Council say "It needs to be appreciated that based on the current risk assessment, the tree works are essential if the road is to be re-opened to the community." Keep in mind that these trees did not pop up overnight. They are the very same trees that locals have been driving by for the past forty years. Council DIDN"T just decide that these trees in particular needed to be actioned. There are countless other trees across the shire that overhang and are "too close to the road edge" . Even a few hundred metres on the same trees hard pressed against the road way, leaning or overhanging stand in the National Park section of Congo Road.
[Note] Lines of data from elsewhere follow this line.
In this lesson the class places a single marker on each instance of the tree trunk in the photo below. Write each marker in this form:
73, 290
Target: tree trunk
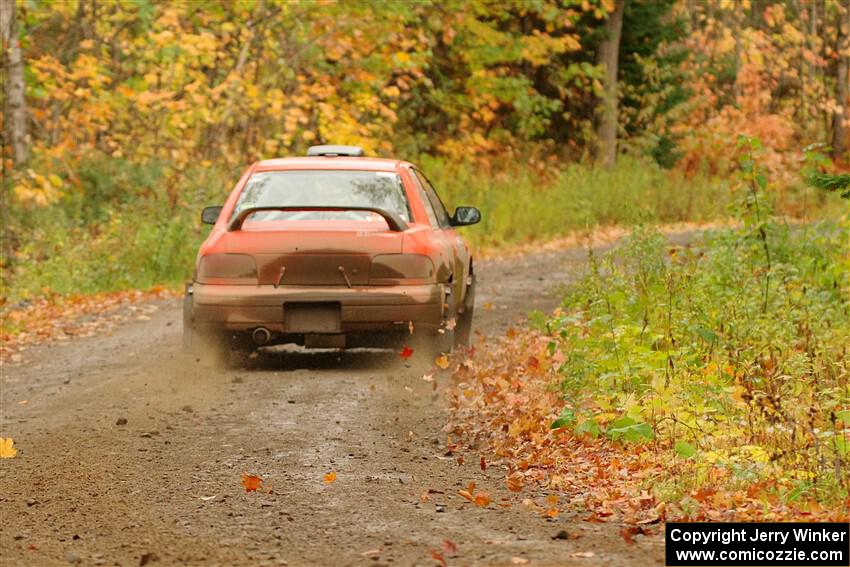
842, 84
15, 107
607, 57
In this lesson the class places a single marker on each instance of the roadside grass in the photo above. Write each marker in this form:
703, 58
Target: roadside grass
707, 381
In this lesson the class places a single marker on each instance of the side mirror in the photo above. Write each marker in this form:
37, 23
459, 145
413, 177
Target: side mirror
210, 214
465, 216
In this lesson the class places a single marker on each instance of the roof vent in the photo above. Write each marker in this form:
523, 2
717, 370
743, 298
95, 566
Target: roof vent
333, 151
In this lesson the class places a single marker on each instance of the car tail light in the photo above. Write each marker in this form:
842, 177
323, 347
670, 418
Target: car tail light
238, 269
393, 269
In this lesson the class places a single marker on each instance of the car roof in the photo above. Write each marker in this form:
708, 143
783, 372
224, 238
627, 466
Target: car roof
325, 162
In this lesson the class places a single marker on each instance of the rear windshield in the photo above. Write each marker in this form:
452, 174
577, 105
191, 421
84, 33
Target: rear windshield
379, 189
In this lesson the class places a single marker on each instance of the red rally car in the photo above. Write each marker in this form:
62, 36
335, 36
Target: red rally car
332, 250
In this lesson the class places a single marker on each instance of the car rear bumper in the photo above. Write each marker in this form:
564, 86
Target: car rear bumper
375, 308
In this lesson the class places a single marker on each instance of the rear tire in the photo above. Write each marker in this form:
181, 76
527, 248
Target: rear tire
463, 329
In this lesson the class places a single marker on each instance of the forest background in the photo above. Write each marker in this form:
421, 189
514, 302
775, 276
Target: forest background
122, 119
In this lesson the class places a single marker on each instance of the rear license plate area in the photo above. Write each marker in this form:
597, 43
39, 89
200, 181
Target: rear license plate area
311, 317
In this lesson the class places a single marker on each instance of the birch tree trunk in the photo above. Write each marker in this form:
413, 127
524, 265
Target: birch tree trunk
14, 109
608, 57
842, 84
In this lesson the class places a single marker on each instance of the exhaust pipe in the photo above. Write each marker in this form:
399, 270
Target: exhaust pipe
261, 336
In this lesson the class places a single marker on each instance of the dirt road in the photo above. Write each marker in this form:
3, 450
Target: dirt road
131, 455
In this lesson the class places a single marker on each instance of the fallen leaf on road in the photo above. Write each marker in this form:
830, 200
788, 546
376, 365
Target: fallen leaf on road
6, 449
630, 531
438, 557
514, 482
251, 482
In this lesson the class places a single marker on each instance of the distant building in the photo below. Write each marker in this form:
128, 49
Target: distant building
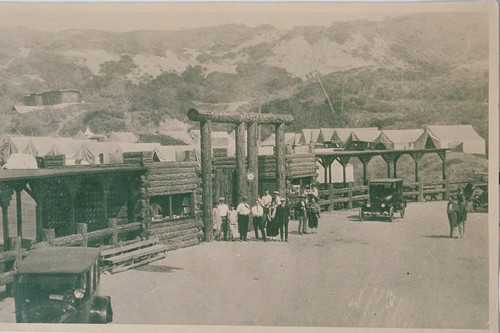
54, 97
460, 138
123, 137
49, 100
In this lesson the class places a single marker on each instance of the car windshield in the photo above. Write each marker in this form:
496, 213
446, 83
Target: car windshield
382, 190
55, 287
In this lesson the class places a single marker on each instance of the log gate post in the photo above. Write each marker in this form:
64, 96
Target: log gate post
388, 158
240, 120
344, 160
206, 176
365, 159
82, 230
351, 192
416, 158
5, 197
280, 159
241, 179
253, 159
331, 197
49, 236
442, 155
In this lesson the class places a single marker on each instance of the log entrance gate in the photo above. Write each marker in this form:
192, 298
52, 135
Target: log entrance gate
246, 171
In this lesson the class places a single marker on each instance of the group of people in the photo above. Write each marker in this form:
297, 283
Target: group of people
270, 216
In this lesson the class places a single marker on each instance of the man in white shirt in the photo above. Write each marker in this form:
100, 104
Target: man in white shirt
266, 200
277, 198
314, 191
257, 218
243, 210
223, 210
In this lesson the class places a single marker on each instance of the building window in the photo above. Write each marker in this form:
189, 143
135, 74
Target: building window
220, 152
172, 206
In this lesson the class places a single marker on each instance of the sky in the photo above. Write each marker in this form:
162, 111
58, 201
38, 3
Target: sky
122, 17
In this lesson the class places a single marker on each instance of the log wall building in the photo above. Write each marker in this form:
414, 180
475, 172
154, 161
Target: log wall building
300, 170
170, 199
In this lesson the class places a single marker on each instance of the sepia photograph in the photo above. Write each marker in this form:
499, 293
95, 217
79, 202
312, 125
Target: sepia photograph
278, 165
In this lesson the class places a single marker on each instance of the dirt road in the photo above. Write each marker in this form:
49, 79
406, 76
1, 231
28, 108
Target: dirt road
368, 274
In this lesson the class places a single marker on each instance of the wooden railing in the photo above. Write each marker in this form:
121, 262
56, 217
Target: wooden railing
331, 198
107, 238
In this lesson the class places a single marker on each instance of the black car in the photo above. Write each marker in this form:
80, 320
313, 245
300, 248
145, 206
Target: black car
60, 285
385, 198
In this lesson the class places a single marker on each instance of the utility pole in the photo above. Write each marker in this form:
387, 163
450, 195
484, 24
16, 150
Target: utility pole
324, 91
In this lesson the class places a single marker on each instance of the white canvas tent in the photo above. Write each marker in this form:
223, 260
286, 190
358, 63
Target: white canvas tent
401, 139
291, 139
21, 161
337, 173
123, 137
309, 136
461, 138
174, 153
126, 147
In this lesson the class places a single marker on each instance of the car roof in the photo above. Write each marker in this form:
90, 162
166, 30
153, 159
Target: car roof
53, 260
386, 180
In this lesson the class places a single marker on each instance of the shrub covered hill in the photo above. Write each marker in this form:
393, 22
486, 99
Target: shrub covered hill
402, 72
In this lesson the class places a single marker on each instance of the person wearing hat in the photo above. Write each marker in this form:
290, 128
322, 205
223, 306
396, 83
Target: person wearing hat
243, 210
258, 219
453, 211
223, 210
301, 213
276, 197
282, 215
266, 200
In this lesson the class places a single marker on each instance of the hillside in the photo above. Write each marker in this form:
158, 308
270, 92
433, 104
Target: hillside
402, 72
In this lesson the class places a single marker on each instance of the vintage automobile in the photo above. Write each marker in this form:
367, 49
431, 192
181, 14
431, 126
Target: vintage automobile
60, 285
385, 198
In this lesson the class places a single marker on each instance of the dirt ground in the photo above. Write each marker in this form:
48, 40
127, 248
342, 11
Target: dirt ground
404, 274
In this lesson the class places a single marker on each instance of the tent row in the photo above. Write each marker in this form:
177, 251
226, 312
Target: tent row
462, 138
83, 152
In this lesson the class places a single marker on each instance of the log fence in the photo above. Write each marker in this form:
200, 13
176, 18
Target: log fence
331, 198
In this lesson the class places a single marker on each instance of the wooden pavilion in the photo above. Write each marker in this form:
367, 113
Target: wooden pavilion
390, 157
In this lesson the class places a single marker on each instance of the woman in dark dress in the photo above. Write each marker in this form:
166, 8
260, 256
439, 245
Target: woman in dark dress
272, 223
313, 213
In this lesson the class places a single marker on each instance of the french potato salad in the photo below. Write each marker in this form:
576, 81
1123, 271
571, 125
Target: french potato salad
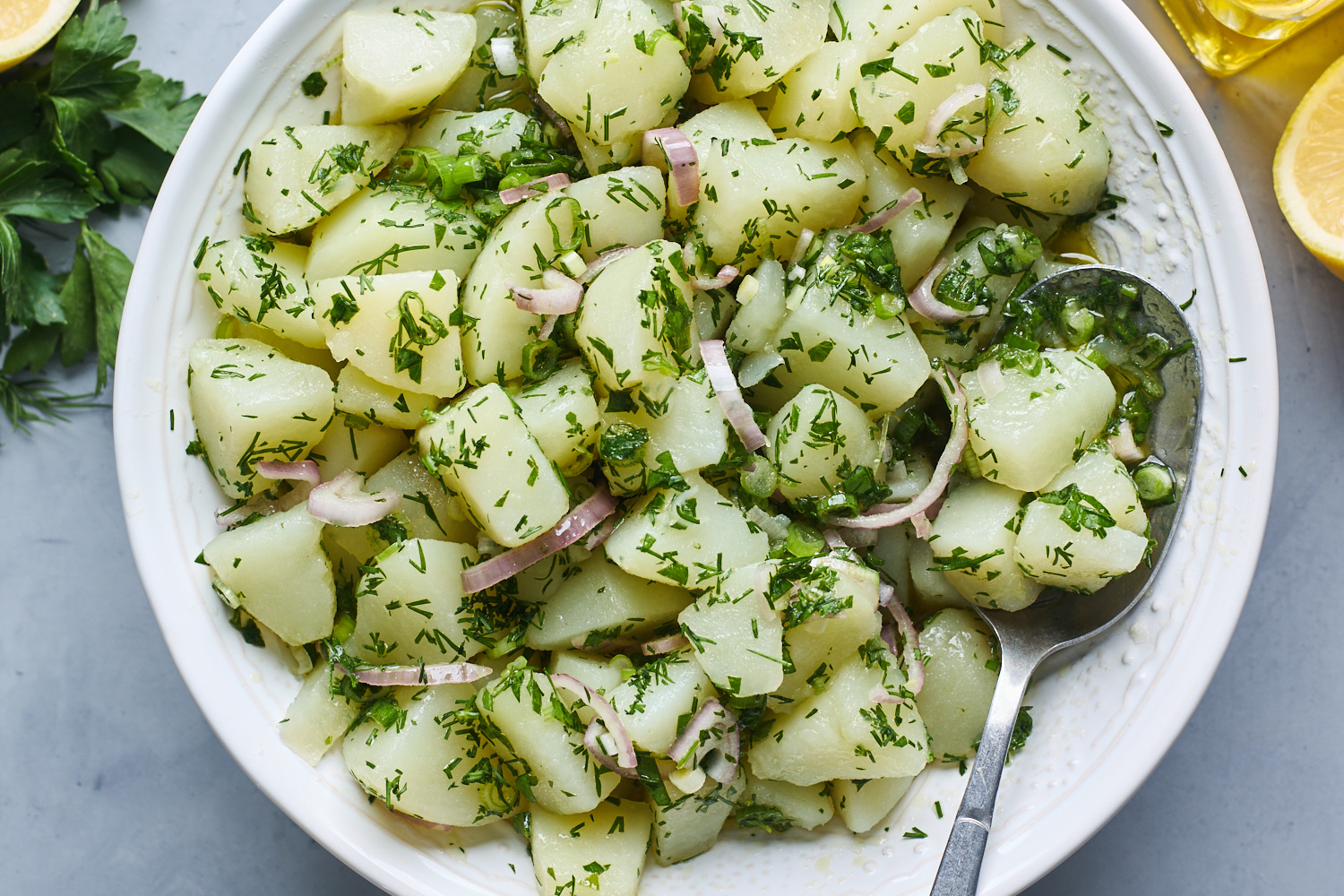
623, 405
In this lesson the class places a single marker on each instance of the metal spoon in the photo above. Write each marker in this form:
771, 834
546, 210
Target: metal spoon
1056, 619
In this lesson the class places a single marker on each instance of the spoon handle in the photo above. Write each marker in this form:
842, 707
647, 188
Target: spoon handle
959, 874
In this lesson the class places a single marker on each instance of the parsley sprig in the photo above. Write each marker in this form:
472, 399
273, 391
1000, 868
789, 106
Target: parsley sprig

So why these trees? And why now? And why the ultimatum that if they are not removed to the owners satisfaction then the road will remain closed until such time as the "ten trees identified as presenting an unacceptable high risk" are removed. This section of Congo Road has been a bugbear for decades. The owner has been approached on numerous occasions to sell a road corridor across his property and has, on many occasions, said no. The owner has also, all too regularly, threatened to close access to the road. This presented Council with a tricky situation in that it would leave Congo landlocked. Realising they had only one option Council did a deal with National Parks and created a dedicated public road reserve traversing Eurobodalla National Park that finally gave Congo residents a legal public road access in and out. This action has resulted in an all weather road that has the legal status of Public to meet the requirements that all parcels of land in NSW are serviced by a legal public road. Once completed the landowner in the north could do as he pleased and Council had fulfilled its legal obligation. Now Council says: We regret to advise that:

i) Congo Road north has now been closed until the risk to the community, landowner and Council can be mitigated.

ii) All access to Congo will need to be via Congo Road south until further notice. This appears as a clever ploy on the part of Council and the landowner to now establish factions in Congo and divide the village into those who defied Council and their proposed works and those are are now inconvenienced and don't actually mind the idea of a wider, safer corridor traversing the private land section. There is another elephant in the room that isn't being spoken of. The landowner has an extractive quarry on his property. It is all but exhausted to the south and it is inevitable that, given the high demand for sand and the upcoming Moruya ByPass and Hospital construction projects more sand will be required.

Above: With no obligation to continue to provide access across private land the landowner should be at liberty, within current legislation, to continue mining sand in a northerly direction and provide the quality sand product this quarry is well known for. Map image SixMaps. As such the life expectancy of the direct access to Moruya once enjoyed by the Congo community via the now closed road is tenuous to say the least. So there is much more afoot than is being said and the most interesting thing of all is the fact that the details are coming out like pulled teeth. Council say "We have decided to extend this period further until the legal questions raised by a group of interested residents are able to be reviewed by our legal team and responses forwarded to those writing to Council". I, for one, look forward to reading the responses. In the meantime the village of Congo is being held to ransom and it appears that the landowner is the one calling the shots.